The approach used for the analysis of question-problem was a qualitative approach, and research is characterized as exploratory. The University was chosen as one of the public institutions that has a Technological Innovation Center with more than five years, a business incubator and researchers with patents filed in various areas.

3.1 RESEARCH METHOD

The exploratory study was conducted in a public university in southern Brazil. The methodology was based on semi-structured interviews. The qualitative analysis was used to verify the convergence and divergence patterns perceived regarding the study goals by the following interview groups: Group I: University Managers; Group II: Researchers with scientific and technological production (patents); Group III: Researchers with only scientific production (articles, books or similar). All respondents needed to have a doctoral degree and articles published in international journals. Initially, respondents were identified from NTI. Thus, the method of snow-ball was used, in which researchers interviewed indicated the next, making it easier to obtain contacts.

3.2 INTERVIEW

The interviews included a series of open questions about the views of researchers regarding the elements that influence the publication of articles or patents, university incentives, motivations of researchers, among others. The guide of the interview was adapted and based on previous studies of Maehler (2011) and Siegel (2003, 2004), and two experts validated the interview tool and proposed amendments to the original instrument. One interview was considered “pilot”, which allowed improving the script of interviews. The interview questions list for each group is presented in Appendix A.

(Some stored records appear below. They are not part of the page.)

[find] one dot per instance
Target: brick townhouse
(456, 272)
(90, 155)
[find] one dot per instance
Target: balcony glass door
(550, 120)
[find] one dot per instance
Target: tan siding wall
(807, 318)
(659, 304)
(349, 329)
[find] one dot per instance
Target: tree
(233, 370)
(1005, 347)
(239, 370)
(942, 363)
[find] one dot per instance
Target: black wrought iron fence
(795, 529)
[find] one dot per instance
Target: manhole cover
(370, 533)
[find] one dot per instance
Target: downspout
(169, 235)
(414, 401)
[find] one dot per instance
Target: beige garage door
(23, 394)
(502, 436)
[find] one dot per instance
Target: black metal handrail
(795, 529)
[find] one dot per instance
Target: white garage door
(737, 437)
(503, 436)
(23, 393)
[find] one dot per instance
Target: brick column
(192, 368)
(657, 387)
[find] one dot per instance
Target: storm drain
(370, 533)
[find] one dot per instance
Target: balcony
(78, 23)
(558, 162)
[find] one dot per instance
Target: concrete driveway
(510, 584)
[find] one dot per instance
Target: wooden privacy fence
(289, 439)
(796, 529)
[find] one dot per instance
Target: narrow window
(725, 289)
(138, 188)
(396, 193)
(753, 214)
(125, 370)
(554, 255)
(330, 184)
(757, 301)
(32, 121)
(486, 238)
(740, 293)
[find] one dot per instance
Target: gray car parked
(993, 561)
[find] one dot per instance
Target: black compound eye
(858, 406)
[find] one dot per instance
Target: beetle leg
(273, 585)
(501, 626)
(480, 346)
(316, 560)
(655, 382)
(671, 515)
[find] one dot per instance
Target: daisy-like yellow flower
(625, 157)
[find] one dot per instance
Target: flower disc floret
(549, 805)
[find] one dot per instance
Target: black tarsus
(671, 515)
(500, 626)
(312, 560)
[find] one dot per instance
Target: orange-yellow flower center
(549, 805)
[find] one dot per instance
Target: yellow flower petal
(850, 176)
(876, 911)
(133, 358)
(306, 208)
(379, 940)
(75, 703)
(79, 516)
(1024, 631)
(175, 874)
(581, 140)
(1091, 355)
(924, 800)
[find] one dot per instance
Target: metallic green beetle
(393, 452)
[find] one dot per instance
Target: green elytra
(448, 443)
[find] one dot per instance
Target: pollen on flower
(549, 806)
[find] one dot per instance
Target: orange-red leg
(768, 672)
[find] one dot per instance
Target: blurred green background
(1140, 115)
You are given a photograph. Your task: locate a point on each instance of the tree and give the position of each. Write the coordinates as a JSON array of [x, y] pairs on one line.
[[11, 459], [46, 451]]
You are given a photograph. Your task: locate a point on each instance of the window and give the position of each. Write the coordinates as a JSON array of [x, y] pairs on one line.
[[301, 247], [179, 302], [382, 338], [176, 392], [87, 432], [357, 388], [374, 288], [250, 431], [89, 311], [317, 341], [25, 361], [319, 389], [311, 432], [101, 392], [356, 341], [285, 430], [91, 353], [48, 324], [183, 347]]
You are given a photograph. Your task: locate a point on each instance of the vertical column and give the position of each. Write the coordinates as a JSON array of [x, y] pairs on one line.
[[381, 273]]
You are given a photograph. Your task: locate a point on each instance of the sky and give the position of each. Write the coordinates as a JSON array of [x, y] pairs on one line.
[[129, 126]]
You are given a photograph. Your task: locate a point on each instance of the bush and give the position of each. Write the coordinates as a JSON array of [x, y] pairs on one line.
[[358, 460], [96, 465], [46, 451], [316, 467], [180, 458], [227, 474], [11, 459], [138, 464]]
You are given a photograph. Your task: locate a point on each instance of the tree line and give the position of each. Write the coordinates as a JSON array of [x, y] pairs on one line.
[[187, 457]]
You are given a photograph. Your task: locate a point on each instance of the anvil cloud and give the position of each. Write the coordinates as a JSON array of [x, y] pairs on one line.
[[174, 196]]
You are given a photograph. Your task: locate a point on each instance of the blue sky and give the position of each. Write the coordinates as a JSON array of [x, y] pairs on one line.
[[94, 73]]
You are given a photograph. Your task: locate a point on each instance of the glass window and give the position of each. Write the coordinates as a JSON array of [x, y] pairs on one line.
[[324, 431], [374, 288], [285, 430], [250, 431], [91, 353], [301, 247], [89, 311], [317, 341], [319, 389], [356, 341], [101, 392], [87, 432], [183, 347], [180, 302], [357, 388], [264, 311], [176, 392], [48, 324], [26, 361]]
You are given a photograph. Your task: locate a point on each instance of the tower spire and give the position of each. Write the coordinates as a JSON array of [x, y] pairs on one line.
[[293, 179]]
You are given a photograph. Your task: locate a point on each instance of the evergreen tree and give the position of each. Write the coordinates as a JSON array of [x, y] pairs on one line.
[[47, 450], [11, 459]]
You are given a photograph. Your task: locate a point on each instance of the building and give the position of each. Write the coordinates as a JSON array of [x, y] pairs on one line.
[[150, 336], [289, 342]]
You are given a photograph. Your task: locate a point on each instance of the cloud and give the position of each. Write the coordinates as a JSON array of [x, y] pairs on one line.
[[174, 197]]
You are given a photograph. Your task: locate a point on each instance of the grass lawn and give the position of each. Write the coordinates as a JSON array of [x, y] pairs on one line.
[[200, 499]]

Each interview was recorded electronically using a digital recorder, with the consent of the interviewee. The recordings were later transcribed to facilitate content analysis. The primary sources of data were obtained from semi-structured interview consisting of 19 questions open for Group I and II, and 10 open questions for Group III. A researcher directly involved in the study design conducted the interviews between March and June 2016, which were held up to 1 hour long. Table 1 described the profile of interviewed. A total of 19 people were interviewed, including 6 managers, 6 researchers with only scientific production, and 7 researchers with scientific and technological production. The researchers were selected from different areas of expertise: engineering, ​​health, biology and agronomy.

3.3 DATA ANALYSIS

Data were collected and analyzed from multiple sources, such as interviews with managers and researchers, file data of the NTI (number of patents deposited and transferred by the university, employees, incubated companies), the surveyed university (number of professors, students, research projects, published articles, etc.) and information from the internet. The content analysis was performed on the MAXQDA software 12 (Verbi GmbH, Berlin, Germany) as described by Bardin (2006), which should be an objective description, systematic and quantitative content of the interviews. The procedure was discussed by two researchers to increase the accuracy of the analytical generalization of empirical data. The recurring themes in the responses were grouped into specific categories defined a priori. In a similar approach to that used by other qualitative studies regarding innovation and technology transfer (MAEHLER et al., 2011; SIEGEL et al., 2003, 2004), the occurrence of each subject was counted and converted to a percentage of the total to facilitate the synthesis and analysis of data.

4 RESULTS AND DISCUSSION

In this section the results of the interviews will be presented, as well as the discussion of the main elements identified. Next, we will propose a new model for university-industry relationship to improve the development of new technologies.

4.1 UNIVERSITY

The researched public university is in southern Brazil and has 98 undergraduate courses, 23 doctoral programs, 44 master's degree courses, 21 specialization courses, 9 residency programs, 4 multidisciplinary residences. In numbers of human resources the university currently has 15,127 undergraduate students, 1,315 master students, 855 doctoral students, 1,351 technical and administrative staff and 1,286 teachers (of these, 78% doctors). Besides, the university has 1,279 ongoing projects in 2015. Of these, 112 are funded. In addition, the university has 210 research groups certified by CNPq and 123 teacher with productivity grants. Regarding scientific production, it has 2,507 articles published in journals, 550 books, 3,421 work in annals (reference year: 2014). And regarding technological production (base year: 2015), it has 67 patents deposited, 1 patent granted, 8 registered softwares and 2 technologies under negotiation (Source: interviews and analyzed university file).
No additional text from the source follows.